Ten żel pod oczy marki Ziaja jest moim drugim produktem dedykowanym jakże istotnej okolicy pod okiem. I niestety tak samo jak jego poprzednik z bławatkiem, kompletnie nie poradził sobie z lekkim zasinieniem w dolinie łez. Uważam, że moje sińce pod oczami nie są aż tak dużym problem żeby kremy, których głównym zadaniem jest redukcja cieni, nie były w stanie sobie z nimi poradzić… Jednak cóż, kolejne rozczarowanie… Słyszałam, że jest jeszcze jeden krem tej marki, który posiada w swoim składzie witaminę C. Chociaż jestem go bardzo ciekawa, trochę się boję kolejnego rozczarowania.
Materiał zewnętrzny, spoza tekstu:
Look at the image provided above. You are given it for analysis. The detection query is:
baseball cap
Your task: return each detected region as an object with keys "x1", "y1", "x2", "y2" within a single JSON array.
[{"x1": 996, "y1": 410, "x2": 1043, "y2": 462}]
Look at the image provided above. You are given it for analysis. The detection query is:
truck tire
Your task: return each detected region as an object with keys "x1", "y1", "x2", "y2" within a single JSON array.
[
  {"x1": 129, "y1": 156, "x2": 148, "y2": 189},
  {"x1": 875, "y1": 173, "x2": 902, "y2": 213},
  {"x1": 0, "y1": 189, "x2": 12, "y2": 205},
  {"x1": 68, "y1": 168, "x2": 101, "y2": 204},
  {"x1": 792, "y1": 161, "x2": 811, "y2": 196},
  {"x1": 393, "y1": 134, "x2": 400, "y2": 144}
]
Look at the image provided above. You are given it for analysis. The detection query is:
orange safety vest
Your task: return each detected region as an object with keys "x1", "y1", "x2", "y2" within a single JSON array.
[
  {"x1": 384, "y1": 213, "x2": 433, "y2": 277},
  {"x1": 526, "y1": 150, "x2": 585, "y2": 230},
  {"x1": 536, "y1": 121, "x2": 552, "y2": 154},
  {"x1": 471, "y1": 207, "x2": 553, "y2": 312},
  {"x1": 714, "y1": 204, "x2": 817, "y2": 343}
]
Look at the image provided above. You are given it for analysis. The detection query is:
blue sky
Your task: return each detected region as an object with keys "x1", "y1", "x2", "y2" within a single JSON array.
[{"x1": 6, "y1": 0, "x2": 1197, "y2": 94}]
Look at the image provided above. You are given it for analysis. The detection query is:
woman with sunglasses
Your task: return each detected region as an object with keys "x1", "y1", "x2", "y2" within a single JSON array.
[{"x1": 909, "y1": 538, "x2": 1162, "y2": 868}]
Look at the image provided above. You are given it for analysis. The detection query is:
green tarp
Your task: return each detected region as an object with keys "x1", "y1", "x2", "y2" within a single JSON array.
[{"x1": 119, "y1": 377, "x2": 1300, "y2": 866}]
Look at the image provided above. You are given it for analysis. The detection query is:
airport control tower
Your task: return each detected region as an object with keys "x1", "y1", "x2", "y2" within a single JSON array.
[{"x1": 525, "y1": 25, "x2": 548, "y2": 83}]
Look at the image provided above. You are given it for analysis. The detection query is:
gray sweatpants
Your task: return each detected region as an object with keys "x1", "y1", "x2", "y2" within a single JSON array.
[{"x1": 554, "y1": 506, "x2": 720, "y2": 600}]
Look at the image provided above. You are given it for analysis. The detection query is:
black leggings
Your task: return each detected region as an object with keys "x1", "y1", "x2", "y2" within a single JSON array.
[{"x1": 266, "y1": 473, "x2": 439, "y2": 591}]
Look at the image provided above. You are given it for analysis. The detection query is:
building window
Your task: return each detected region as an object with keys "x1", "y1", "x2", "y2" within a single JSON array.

Podejrzewam, że i tak w ostatecznym rozrachunku wygra chęć przetestowania go i prędzej czy później i tak go kupię...
Opakowanie i produkt:
Opakowanie w postaci tubki z aplikatorem o minimalistycznej szacie graficznej w kolorystyce biało-szarej. Tubka kremu wygląda jak tubki większości kremów pod oczy. Pozwala na aplikację odpowiedniej ilości produktu, bez pryskania z butelki. Produkt jest bezbarwnym żelem o bardzo lekkiej konsystencji.
Aplikacja i działanie:
Konsystencja żelu jest raczej gęsta, jednak po krótkim kontakcie ze skórą robi się bardziej wodnista, przez co żel wchłania się natychmiastowo. W moim odczuciu tego typu produkt jest raczej mało treściwy, szczególnie do użytku na noc. Produkt nawilża i wygładza skórę, ale jest to efekt naprawdę subtelny o ledwo zauważalny. Nie uczulił mnie i nie podrażnił. Nie kłóci się też z podkładem czy korektorem. Jest w moim odczuciu bezzapachowy. Ja osobiście wole jak kremy pod oczy mają subtelny zapach, dzięki czemu aplikacja jest przyjemniejsza. Co najważniejsze nie zredukował w ogóle cieni pod oczami, mimo iż są raczej średnio widoczne. A przecież jego głównym zadaniem jest właśnie ich redukcja. Ogólnie używałam go około dwóch miesięcy i efekty naprawdę są zerowe. Uwielbiam tą markę, ale niestety jest to ich kolejny nieudany produkt pod oczy, który miałam okazję używać.
Dostępność i cena:
Słabo dostępny stacjonarnie. Niestety nie wszystkie apteki mają produkty Ziaji. Czasami znajdziemy go w ofercie niektórych sklepów wielkopowierzniowych oraz na wyspach Ziaji w galeriach handlowych. Z dostępności internatowej dostaniecie go w kilku drogeriach i aptekach internetowych. Ogólnie cena tego żelu to ok.8-9zł, więc koszt niewielki, ale niestety efekty są adekwatne do ceny. Możliwe, że na kogoś innego podziała, nie mówię że nie, ale u mnie niestety szału nie było.